# First go and it was a success!



## Bullshark (Mar 19, 2009)

Since there’s no shrimp to be found I dusted off my saltwater 8wt and had a go. I got out there and realized I forgot my sunglasses then my flops broke and most of my flies blew out as I was trailering the boat to the ramp. F it I have/had 4 flies and nothing to do. My first was small but it was my first red on a fly and I would’ve been happy with just that one. I moved to my favorite spot and it was awesome! I went to cast and my reel fell off into the water... I put it back on and first cast hooked a big red. He got so deep into my backing I almost poled up. Then I realized I put the reel on backwards. So I was slowly giving the fish line. Flipped it and somehow still landed it. Then I got another then I broke the fly off another big one setting the hook like a bass fisherman. Then I hooked a monster that I couldn’t stop. He ended up going under the boat and breaking off on my power pole. Missed some studs but I caught some too!
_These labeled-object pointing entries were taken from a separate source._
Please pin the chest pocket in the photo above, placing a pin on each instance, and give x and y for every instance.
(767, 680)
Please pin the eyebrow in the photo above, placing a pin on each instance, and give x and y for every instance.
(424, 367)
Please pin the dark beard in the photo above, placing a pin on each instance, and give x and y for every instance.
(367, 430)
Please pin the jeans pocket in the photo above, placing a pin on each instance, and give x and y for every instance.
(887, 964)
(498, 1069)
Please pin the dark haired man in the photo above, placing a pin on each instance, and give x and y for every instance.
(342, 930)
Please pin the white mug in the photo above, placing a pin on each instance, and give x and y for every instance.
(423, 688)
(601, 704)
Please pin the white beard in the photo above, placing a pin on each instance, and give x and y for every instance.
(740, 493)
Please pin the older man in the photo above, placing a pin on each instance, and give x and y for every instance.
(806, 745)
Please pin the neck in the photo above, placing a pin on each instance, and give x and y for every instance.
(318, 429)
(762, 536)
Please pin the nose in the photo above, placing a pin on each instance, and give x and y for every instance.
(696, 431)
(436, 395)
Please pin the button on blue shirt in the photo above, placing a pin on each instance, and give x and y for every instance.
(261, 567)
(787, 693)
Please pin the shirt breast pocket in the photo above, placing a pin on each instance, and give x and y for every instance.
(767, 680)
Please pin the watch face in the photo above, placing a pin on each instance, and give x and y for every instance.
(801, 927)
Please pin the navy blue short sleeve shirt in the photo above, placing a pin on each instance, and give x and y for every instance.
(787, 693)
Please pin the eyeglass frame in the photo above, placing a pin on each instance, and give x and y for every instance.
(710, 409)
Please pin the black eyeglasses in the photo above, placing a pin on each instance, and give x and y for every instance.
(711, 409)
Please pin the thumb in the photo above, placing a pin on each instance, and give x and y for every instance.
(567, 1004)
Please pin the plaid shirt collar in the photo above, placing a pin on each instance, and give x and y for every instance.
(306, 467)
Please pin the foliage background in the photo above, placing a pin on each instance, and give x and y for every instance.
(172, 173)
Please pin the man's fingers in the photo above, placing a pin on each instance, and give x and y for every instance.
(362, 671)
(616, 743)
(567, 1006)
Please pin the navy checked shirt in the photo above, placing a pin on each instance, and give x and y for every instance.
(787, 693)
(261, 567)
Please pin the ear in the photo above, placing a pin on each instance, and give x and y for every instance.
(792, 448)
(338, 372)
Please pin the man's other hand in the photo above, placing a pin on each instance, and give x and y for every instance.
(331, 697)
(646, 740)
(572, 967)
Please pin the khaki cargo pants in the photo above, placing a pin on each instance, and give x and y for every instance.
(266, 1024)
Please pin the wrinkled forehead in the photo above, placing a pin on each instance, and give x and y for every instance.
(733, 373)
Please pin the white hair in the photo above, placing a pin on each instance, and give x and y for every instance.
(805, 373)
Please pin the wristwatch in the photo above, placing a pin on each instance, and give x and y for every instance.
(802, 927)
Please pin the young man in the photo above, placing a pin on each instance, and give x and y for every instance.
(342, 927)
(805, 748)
Freaking awesome first go at it!


----------



## Jason (Oct 2, 2007)

Made it work!!! Good deal and I see ya sneaking a foot in there!!!!


----------



## Bullshark (Mar 19, 2009)

Jason said:


> Made it work!!! Good deal and I see ya sneaking a foot in there!!!!


A dirty foot....


----------



## lsucole (May 7, 2009)

Congrats !!


----------



## skram (Dec 25, 2007)

Congrats on your first red


----------